How do we know which stock is cheap or expensive? Are the share of a company that sells at $100 per share really more expensive than the company’s share that sell at $1 per share? The P/E Ratio is another tool that tells us whether a stock is cheap or expensive in relation to a company’s profitability.
Some newbies prefer to buy share of companies at a few dollars price per share because they think these are cheap.
For example, we have $100,000 in capital and there are two company share for us to select.
Company A share price = $1 per share, if we buy them we will get 100,000 shares. And in another case, Company B share price = $100 per share. If we buy them, we can only buy a maximum of 1,000 shares.
Many people think that Company A share price might be cheaper than Company B but actually it might not true. Because the share price is just a number that is determined by a form of financial calculation. The company can set them in unit of ten, or hundreds when first traded in the stock exchange, and it does not indicate that the company is worthy of the given share price.

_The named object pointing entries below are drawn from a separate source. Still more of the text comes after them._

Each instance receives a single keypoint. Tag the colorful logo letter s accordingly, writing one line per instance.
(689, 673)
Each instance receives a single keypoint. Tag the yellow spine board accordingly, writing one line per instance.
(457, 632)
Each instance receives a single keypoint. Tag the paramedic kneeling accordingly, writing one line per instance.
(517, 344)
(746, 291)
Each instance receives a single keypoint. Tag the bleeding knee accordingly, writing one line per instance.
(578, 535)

So how do we know whether the stock is cheap or expensive, is it worth buying?
For those who have been investing in stock market for a while, they may be able to answer that question, they may suggest us to checking the P/E Ratio of that stock, which some textbooks suggest to choose stock with a P/E value of not more than 10 times of current stock price. Anyway, there are exceptions which will be explained further
You can find ready-made P/E values from stock trading website or platform which show the current and past P/E values over the years. Below is an example of a price and P/E graph of the Stock Exchange of Thailand. The white line shows the P/E value (we can calculate P/E value for individual stock as well as market index)
P/E Ratio stands for “Price to Earnings Ratio” (closing price per net profit). The way a company’s P/E is calculated is to divide the current closing share price by one-year earnings per share (EPS) or use the last 4 quarters.

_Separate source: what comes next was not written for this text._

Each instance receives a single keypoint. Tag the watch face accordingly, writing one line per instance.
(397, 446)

For example, Company A has earnings per share $0.10 over the past one year, and the current share price is trading at $1. So we take $1 share price divided by $0.10 and the result is P/E Ratio equal to 10 or in other cases, Company B has earnings per share in the past one year as $20 and the current share price is trading at $100, so the P/E Ratio = 5 (100 divided by 20). If you compare the P/E of both companies, you will see that stock price of Company B is cheaper than Company A. Because the Company B stock price is trading at 5 times earnings, while the price of Company A stock is trading at 10 times earnings. Imagine, if we buy a company B and the company make the same profit every year $20 per year for 5 consecutive years, it means that we will get the capital back within 5 years while Company A takes 10 years to pay back. Anyway, in the real world situations, many companies may not be able to maintain similar profits every year. Some companies may have their profits decrease in some years or some companies may have consistent profit growth every year (but we can not calculate P/E ratio if the company have not make profit on that year and some websites or trading platform will show the P/E value as 0 or N.A.) In addition to P/E ratio, there is other factor to consider when buying stock as well such as the company doing business in the uptrend or downtrend industry? And when comparing stock of two (or more) company, those company should stay in the same industry.

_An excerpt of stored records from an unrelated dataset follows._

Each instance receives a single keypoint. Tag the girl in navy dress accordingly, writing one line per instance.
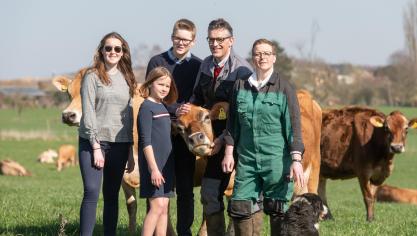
(156, 167)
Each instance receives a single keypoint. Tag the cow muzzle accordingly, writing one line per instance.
(199, 144)
(397, 148)
(70, 118)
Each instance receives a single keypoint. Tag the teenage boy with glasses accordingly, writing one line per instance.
(215, 80)
(184, 67)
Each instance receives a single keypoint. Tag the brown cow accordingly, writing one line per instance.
(72, 115)
(361, 142)
(195, 128)
(48, 156)
(387, 193)
(311, 122)
(13, 168)
(66, 156)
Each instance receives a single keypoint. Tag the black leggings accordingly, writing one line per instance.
(115, 155)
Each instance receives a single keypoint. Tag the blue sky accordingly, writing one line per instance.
(45, 37)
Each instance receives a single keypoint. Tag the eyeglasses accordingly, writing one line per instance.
(263, 54)
(218, 40)
(117, 49)
(177, 40)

The P/E described above is based on historical earnings, known as Trailing P/E, but there is another calculation based on forecast earnings in the future called Forward P/E. For example, suppose that the executives of Company B gave an interview on December 30, 2021 that the company’s profits in the next year for the whole year 2022 should grow more than the year 2021 about 10%. Because the company has expanded its branches to other countries and will begin to recognize additional revenues in the next year. If the past year 2021 the company has made a profit of $20 per share, in 2022 the profit should be increased to $22 per share (if profit in 2022 increase by 10%) Assuming that the share price is now trading at $100, the Forward P/E is 4.54 (100 divided by 22). The future forecast may be inaccurate, therefore if using Foward P/E, it is better to use with stocks that has relatively consistent growth or if the company has a good story or plans to support the expected growth. And we may need to study the forecast report issued by many securities analysts as well before make decision to buy any stock.